E a coisa só melhora: em manhã de frustração (sobre a qual escrevi aqui), descobri na Tijuca (ou Vila Isabel ou Aldeia Campista que ali nem os moradores precisam o que é) dois pequenos painéis que fogem às habituais temáticas religiosas ou paisagísticas: um de peixes e outros seres do mar e o segundo uma paisagem sim, porém inglesa, com seu indefectível cottage / inn de thatched roof (não dá para traduzir por casinha de sapê). Celino revela aqui técnica para além do naïf, na palheta de cores e no uso do pontilhismo. Duas pequenas joias, insolitamente emolduradas por pedras São Tomé.
E, por fim, um imenso painel no edifício Monterey, no Flamengo de quase mil peças. Tudo é incomum: a dimensão, o uso exclusivo da cor ocre, a temática (algo como as maravilhas do progresso) e mesmo a localização. Não se espera um painel desses em uma prédio de apartamentos. Lamentável apenas o esforço dos condôminos em obstruir a visão.
De quebra, segue um painel de Paquetá. Não está assinado, mas com jeito de Celino.
Saí de casa não em busca dos habituais azulejos, botequins, pisos, casinhas e outros que tais, saí de casa em busca de um campo de futebol. Não qualquer um, mas aquele que pertencera a dois times do subúrbio carioca: o Adélia e o Engenho de Dentro e em cuja inauguração como estádio deste, em 7 de setembro de 1946, o Vasco derrotara o Flamengo por 4 a 2. Pelo que consegui apurar, o campo ainda existia e servia como local de peladas.
Cheguei com dois anos de atraso. Um grande condomínio feioso (não merece sequer registro) soterrou esse quinhão da história do futebol carioca. Uma lástima.
A Rua Henrique Scheid situa-se hoje na sombra do Engenhão. Não causa espécie que a construção do estádio (no terreno onde havia o esquecido Museu do Trem) tenha dado ensejo à especulação imobiliária do entorno. Possivelmente há quem goste e se beneficie disso. Bem, hoje o próprio Engenhão encontra-se precoce e criminosamente abandonado.
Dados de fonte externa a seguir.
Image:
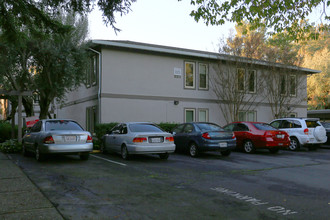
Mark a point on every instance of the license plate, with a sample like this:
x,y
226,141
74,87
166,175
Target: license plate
x,y
70,138
224,144
155,140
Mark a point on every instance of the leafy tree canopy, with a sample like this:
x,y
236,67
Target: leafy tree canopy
x,y
277,14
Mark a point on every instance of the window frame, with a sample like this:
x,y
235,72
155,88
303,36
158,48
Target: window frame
x,y
238,78
185,114
193,75
206,114
206,76
295,85
254,81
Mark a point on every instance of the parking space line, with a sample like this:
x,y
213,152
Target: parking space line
x,y
111,161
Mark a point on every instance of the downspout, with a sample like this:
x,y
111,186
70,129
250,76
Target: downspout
x,y
99,89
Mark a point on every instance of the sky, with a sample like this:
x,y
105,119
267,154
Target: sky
x,y
161,22
164,22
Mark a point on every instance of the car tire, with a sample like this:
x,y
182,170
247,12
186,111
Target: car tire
x,y
248,147
225,153
124,152
164,156
84,156
274,150
38,155
193,150
294,144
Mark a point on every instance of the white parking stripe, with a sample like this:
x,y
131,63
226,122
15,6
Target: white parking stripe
x,y
111,161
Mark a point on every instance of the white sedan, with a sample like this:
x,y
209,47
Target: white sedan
x,y
138,138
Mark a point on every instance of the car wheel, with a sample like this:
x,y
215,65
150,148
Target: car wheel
x,y
225,153
38,155
124,152
294,144
24,152
193,150
84,156
164,156
273,150
248,147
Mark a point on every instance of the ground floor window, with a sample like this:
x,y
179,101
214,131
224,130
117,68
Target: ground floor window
x,y
247,116
189,114
91,118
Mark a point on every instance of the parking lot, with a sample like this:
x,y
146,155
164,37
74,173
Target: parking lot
x,y
287,185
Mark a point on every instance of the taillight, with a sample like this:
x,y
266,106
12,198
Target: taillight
x,y
206,135
49,140
170,139
139,139
306,131
89,139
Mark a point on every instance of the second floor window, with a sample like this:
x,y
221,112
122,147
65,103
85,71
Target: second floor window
x,y
203,76
189,75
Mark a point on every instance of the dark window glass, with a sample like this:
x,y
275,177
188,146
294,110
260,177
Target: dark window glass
x,y
144,128
209,127
178,129
188,128
62,125
264,127
312,124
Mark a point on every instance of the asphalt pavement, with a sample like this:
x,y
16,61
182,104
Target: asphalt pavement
x,y
20,198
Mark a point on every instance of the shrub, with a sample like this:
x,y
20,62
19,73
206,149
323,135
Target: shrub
x,y
100,130
10,146
5,131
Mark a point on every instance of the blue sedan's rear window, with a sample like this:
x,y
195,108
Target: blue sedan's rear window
x,y
209,127
144,128
62,125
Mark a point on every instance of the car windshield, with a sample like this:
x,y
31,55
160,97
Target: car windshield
x,y
312,123
264,127
144,128
326,125
209,127
62,125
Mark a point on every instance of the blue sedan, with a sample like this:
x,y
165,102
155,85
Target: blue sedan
x,y
196,137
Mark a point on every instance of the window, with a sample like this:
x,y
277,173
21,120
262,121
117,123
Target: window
x,y
252,81
292,85
241,79
92,71
203,115
189,115
282,84
91,118
247,116
203,76
189,75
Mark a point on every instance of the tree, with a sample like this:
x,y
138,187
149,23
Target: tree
x,y
30,14
277,14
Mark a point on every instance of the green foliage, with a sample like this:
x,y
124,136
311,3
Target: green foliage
x,y
100,130
10,146
5,131
279,15
168,127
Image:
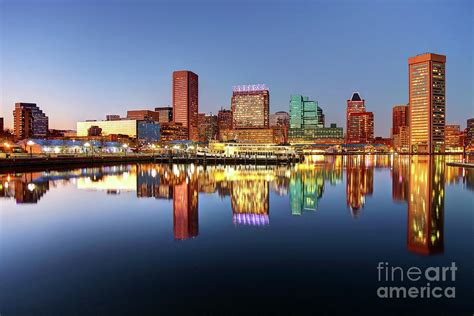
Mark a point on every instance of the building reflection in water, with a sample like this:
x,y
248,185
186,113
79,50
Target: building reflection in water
x,y
25,188
418,181
400,175
426,205
185,209
359,181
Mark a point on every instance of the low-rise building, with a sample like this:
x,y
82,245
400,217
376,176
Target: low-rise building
x,y
148,131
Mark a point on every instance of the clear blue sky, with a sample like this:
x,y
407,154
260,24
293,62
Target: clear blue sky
x,y
84,59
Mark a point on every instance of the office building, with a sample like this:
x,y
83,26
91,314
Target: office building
x,y
359,123
250,107
427,102
453,137
173,131
186,101
469,133
400,128
306,124
280,122
165,114
399,118
148,131
29,121
112,117
207,127
143,115
361,127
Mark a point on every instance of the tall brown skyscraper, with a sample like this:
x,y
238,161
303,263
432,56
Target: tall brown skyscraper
x,y
185,101
29,121
427,102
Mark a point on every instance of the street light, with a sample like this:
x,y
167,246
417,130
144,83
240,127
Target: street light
x,y
30,143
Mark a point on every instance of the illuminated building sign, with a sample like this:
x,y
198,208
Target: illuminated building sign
x,y
250,88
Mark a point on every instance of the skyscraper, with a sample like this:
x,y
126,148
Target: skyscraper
x,y
165,114
400,122
250,106
469,137
399,118
427,102
185,101
29,121
359,123
306,123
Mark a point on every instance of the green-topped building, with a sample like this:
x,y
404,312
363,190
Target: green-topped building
x,y
307,123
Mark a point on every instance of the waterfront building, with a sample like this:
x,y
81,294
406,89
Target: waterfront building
x,y
224,122
258,136
186,101
142,115
427,103
453,137
280,122
29,121
165,114
173,131
399,118
112,117
354,105
469,134
250,107
401,141
361,128
207,127
148,131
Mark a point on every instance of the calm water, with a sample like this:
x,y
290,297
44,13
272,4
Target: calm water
x,y
307,238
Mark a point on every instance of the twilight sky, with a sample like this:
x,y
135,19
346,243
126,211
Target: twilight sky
x,y
84,59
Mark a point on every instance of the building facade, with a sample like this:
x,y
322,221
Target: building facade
x,y
224,121
400,129
143,115
361,128
354,105
469,134
29,121
307,123
148,131
165,114
250,107
427,102
453,137
207,127
186,101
E eu preferia o campo do Engenho de Dentro E.C. ao feio condomínio. Mas claro que, trocadilho inevitável, numa cidade há anos fadada à verticalização, que agora atinge áreas até então preservadas, algo essencialmente horizontal como um campo de futebol não haveria de sobreviver.
A manhã de 7 de setembro de 1946 bem como as milhares de peladas dos finais de semana permanecem vivas nas memórias de São João Batista, Santo Antônio, São Sebastião, São Cristóvão e São Francisco de Paula, espectadores (e torcedores) privilegiados do alto de suas platibandas.